The movie itself was extremely good. The pace was quick, most of the action was well done and reasonably credible, the editing and direction (especially the visual presentation of hi-tech monitoring) were clean, cool, and modern, Will Smith wise-cracked with alacrity, but maintained his character as an upper-middle class attorney, the bad guys were bad without being cartoony, and Gene Hackman gave an effective and subtle performance of a guy who revels in the technical aspects of the espionage game even though it cost him a normal life. More importantly, the computer geeks who operate the equipment for the NSA seem pretty realistic—they enjoy the game even though they realize when they are doing it that maybe they shouldn’t. Sure, some of the technology was, frankly, non-credible. I can believe that the government can tap phones and credit transactions and hotel rooms with incredible speed and accuracy long before I will ever believe that a store security camera can rotate a photo 75 degrees in three dimensions and enhance with sufficient clarity to analyze the shadows of a bulge in a shopping bag. But then, this was a security camera from a lingerie store in which all of the clerks were aspiring models wearing nothing but the store’s silky products, so the scene was already far removed from reality (though not from the average Bond mentality of a spy role-playing game). Most importantly, the movie had the finer aspects of any good espionage game—namely the characters started ad libbing when they got caught by the bad guys in a way that was totally unexpected, leaving the other good guy(s) trying to figure out on the fly what the plan was and how to go along with it and use it to the group’s advantage. This is espionage at its very best, though when I tried this kind of thing in the spy games I played, the other players would never follow my lead or they would try to go along but say something stupid or the GM would have the cops, the harbor patrol, and the Coast Guard all show up on scene in less than 30 seconds in order to thwart my clever ad libbed plan. So, in some sense the characters in this movie are smarter, much smarter than many of the gamers I have played with in spy games (but I’m not egotistical or bitter at all, really!).

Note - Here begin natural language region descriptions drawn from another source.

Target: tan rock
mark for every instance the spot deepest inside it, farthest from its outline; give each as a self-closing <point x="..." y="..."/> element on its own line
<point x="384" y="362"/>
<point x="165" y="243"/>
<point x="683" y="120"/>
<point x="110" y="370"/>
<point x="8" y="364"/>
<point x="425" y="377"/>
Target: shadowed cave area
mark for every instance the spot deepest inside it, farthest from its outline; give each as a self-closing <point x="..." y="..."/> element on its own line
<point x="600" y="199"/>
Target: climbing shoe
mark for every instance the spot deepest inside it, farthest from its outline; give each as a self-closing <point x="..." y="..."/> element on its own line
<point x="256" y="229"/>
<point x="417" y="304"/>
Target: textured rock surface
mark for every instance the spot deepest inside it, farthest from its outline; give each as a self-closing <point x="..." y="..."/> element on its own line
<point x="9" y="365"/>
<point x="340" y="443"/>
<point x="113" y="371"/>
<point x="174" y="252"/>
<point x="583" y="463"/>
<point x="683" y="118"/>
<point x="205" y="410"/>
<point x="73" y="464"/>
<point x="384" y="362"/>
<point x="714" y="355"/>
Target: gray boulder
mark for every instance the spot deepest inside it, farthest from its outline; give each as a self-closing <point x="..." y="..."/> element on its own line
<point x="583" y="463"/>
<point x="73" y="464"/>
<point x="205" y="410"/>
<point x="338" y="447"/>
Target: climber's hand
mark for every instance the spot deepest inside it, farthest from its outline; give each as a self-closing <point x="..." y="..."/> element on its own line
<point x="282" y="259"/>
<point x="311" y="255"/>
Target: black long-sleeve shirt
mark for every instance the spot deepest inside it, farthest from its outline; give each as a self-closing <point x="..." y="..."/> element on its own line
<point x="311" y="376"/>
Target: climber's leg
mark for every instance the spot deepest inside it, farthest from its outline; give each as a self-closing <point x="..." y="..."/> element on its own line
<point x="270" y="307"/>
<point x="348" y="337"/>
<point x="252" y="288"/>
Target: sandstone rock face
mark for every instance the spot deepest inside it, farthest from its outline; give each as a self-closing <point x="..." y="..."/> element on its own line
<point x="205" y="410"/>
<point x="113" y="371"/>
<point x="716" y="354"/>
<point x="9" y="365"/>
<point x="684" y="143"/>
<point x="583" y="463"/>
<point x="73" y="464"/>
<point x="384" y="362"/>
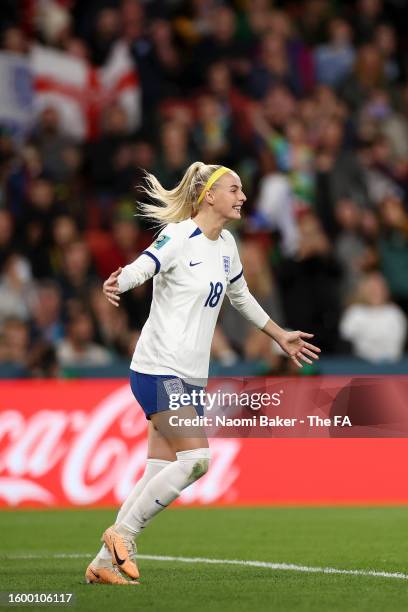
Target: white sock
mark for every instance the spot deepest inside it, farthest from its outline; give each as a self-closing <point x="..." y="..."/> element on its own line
<point x="153" y="467"/>
<point x="164" y="488"/>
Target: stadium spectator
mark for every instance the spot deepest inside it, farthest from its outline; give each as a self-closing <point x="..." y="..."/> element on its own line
<point x="309" y="284"/>
<point x="78" y="347"/>
<point x="335" y="59"/>
<point x="308" y="100"/>
<point x="393" y="249"/>
<point x="15" y="288"/>
<point x="375" y="326"/>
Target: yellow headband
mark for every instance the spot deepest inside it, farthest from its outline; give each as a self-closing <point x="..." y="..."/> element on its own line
<point x="213" y="177"/>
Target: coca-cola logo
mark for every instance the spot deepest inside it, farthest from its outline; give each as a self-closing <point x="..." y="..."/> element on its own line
<point x="88" y="456"/>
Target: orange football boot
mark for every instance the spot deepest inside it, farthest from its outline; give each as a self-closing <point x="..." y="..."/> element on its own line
<point x="105" y="575"/>
<point x="123" y="552"/>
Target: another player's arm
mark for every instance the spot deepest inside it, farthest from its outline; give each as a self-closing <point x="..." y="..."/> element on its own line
<point x="294" y="343"/>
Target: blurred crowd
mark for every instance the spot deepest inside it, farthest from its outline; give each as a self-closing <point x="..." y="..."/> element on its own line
<point x="307" y="100"/>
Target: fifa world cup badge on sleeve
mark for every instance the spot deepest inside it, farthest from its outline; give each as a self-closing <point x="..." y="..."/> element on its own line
<point x="161" y="241"/>
<point x="227" y="265"/>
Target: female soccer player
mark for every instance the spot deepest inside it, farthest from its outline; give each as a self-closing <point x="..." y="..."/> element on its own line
<point x="195" y="262"/>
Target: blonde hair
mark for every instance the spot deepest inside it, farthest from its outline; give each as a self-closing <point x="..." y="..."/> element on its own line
<point x="176" y="204"/>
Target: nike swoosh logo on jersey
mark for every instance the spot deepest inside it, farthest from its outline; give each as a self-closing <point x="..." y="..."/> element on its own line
<point x="119" y="561"/>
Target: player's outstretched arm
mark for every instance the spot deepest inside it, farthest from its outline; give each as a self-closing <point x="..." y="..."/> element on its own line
<point x="131" y="276"/>
<point x="111" y="287"/>
<point x="294" y="343"/>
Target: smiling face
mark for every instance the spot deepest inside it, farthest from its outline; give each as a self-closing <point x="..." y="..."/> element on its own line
<point x="226" y="197"/>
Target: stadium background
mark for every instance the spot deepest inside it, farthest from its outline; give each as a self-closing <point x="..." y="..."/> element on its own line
<point x="308" y="102"/>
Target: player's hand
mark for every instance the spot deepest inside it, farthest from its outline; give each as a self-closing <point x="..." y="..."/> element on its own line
<point x="296" y="346"/>
<point x="111" y="288"/>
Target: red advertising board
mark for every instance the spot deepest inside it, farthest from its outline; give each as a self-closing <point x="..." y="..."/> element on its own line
<point x="76" y="443"/>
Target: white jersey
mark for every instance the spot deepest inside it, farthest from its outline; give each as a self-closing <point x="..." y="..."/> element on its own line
<point x="192" y="276"/>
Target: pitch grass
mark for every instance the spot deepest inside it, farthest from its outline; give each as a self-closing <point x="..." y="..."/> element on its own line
<point x="345" y="538"/>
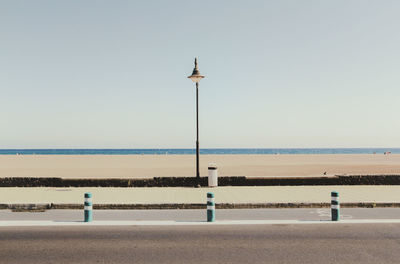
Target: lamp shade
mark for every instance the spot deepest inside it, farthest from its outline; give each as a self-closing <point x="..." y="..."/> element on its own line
<point x="196" y="76"/>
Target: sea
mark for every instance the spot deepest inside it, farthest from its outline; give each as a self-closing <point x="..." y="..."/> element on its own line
<point x="204" y="151"/>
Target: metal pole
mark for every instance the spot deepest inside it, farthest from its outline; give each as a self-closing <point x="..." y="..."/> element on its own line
<point x="197" y="134"/>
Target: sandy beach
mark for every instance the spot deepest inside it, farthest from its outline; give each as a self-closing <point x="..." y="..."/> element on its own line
<point x="142" y="166"/>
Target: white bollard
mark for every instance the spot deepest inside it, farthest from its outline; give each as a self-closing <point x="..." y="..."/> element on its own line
<point x="212" y="175"/>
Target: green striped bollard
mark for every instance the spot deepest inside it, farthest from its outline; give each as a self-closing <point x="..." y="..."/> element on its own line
<point x="210" y="207"/>
<point x="88" y="209"/>
<point x="335" y="206"/>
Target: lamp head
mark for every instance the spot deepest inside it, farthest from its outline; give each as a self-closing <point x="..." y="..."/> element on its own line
<point x="196" y="76"/>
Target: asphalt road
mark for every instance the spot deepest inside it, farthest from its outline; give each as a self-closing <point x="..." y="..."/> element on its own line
<point x="200" y="215"/>
<point x="343" y="243"/>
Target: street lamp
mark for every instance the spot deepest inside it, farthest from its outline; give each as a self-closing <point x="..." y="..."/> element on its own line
<point x="196" y="77"/>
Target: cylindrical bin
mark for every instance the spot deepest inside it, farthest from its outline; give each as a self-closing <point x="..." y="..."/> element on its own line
<point x="88" y="207"/>
<point x="210" y="207"/>
<point x="335" y="206"/>
<point x="212" y="175"/>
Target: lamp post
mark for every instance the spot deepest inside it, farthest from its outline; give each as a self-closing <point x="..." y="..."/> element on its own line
<point x="196" y="77"/>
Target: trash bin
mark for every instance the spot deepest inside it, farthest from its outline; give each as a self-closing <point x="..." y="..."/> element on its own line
<point x="212" y="175"/>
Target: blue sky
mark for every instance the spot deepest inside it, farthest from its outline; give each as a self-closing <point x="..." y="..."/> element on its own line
<point x="112" y="74"/>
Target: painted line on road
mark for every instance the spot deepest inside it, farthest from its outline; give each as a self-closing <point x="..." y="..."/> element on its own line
<point x="182" y="223"/>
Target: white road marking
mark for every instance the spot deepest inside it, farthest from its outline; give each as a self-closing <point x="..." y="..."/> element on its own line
<point x="178" y="223"/>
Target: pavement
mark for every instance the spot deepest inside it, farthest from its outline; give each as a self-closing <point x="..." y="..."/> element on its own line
<point x="282" y="243"/>
<point x="172" y="195"/>
<point x="198" y="217"/>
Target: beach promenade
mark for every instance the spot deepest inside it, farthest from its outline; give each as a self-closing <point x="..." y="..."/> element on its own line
<point x="229" y="195"/>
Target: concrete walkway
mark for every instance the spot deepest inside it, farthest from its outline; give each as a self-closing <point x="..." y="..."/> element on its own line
<point x="268" y="194"/>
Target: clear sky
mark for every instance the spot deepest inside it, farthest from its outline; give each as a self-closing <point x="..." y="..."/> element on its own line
<point x="112" y="74"/>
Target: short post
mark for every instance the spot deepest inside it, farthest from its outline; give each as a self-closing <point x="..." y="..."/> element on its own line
<point x="210" y="207"/>
<point x="335" y="206"/>
<point x="212" y="175"/>
<point x="88" y="209"/>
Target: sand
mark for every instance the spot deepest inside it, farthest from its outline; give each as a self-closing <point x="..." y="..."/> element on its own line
<point x="142" y="166"/>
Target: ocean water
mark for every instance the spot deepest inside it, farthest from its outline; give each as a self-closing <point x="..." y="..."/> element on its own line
<point x="217" y="151"/>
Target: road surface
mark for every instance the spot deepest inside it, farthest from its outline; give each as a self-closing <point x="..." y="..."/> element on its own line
<point x="343" y="243"/>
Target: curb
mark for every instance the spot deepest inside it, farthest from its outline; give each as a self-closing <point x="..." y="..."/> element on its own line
<point x="202" y="182"/>
<point x="40" y="207"/>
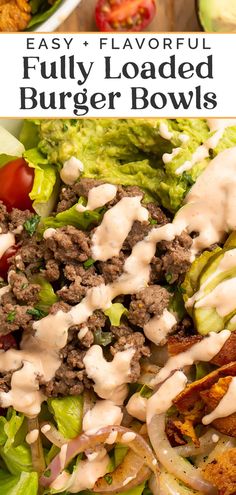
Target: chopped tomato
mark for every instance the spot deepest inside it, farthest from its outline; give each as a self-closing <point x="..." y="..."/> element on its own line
<point x="4" y="261"/>
<point x="7" y="342"/>
<point x="124" y="15"/>
<point x="16" y="179"/>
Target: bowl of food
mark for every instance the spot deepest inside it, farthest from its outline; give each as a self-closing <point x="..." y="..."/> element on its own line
<point x="118" y="310"/>
<point x="217" y="16"/>
<point x="35" y="15"/>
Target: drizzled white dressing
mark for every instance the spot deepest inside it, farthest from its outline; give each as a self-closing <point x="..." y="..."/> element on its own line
<point x="117" y="222"/>
<point x="110" y="378"/>
<point x="159" y="327"/>
<point x="202" y="351"/>
<point x="98" y="196"/>
<point x="226" y="406"/>
<point x="217" y="126"/>
<point x="162" y="400"/>
<point x="6" y="241"/>
<point x="104" y="413"/>
<point x="209" y="210"/>
<point x="137" y="406"/>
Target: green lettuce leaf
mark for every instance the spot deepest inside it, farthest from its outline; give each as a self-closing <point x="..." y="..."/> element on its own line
<point x="80" y="220"/>
<point x="68" y="414"/>
<point x="9" y="145"/>
<point x="47" y="296"/>
<point x="115" y="312"/>
<point x="23" y="484"/>
<point x="43" y="13"/>
<point x="45" y="176"/>
<point x="17" y="459"/>
<point x="29" y="134"/>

On the other hand, some things are done that even the more stupid of the spy gamers I know would be clever enough to avoid. For example, knowing that the full weight of the security apparatus of the government (all levels) is arrayed against him and that if he is found, he is almost certainly dead (probably after being tortured for information he does not have and so cannot give), our hero goes back to his own house to hide in the garage! Gee, can’t he find an all-night Denny’s or something? No clever person on the run has done something this stupid in a movie since Tom Cruise’s character did the same incredibly bone-headed thing in Mission Impossible. Of course, at least Will Smith’s character in the current movie isn’t portraying a trained agent. But then, he also has a public rendezvous with a female character after his wife has already received long-lens photos of his preceding meet with the woman, then later circles back and enters her apartment—another likely place to be staked out by the bad guys—only to find her dead. Of course, he touches the body and gets blood on himself. Sure he retrieves the clues that the bad guys left strewn obviously about to frame him for the murder, but only after removing his winter gloves so he can leave fingerprints all over the apartment. Any gamer knows you never touch the body or the murder weapon or the blood (okay, so maybe you touch the body, but only if you are going to loot it—some spy gamers just can’t shrug off their fantasy role-playing habits). He also fails to follow very explicit instructions as to when to leave a stake-out position because he is traceable and promptly gets caught for his stupidity. Of course, many of my fellow gaming spies were too stupid or too macho to stick with a known plan, too. The movie is also flawed by a 555 number and a continuity glitch near the end. Still, this is a much better spy flick than you usually get at the movies, with only enough problems to let you feel smugly superior that you could have done even better had the movie been an espionage role-playing game.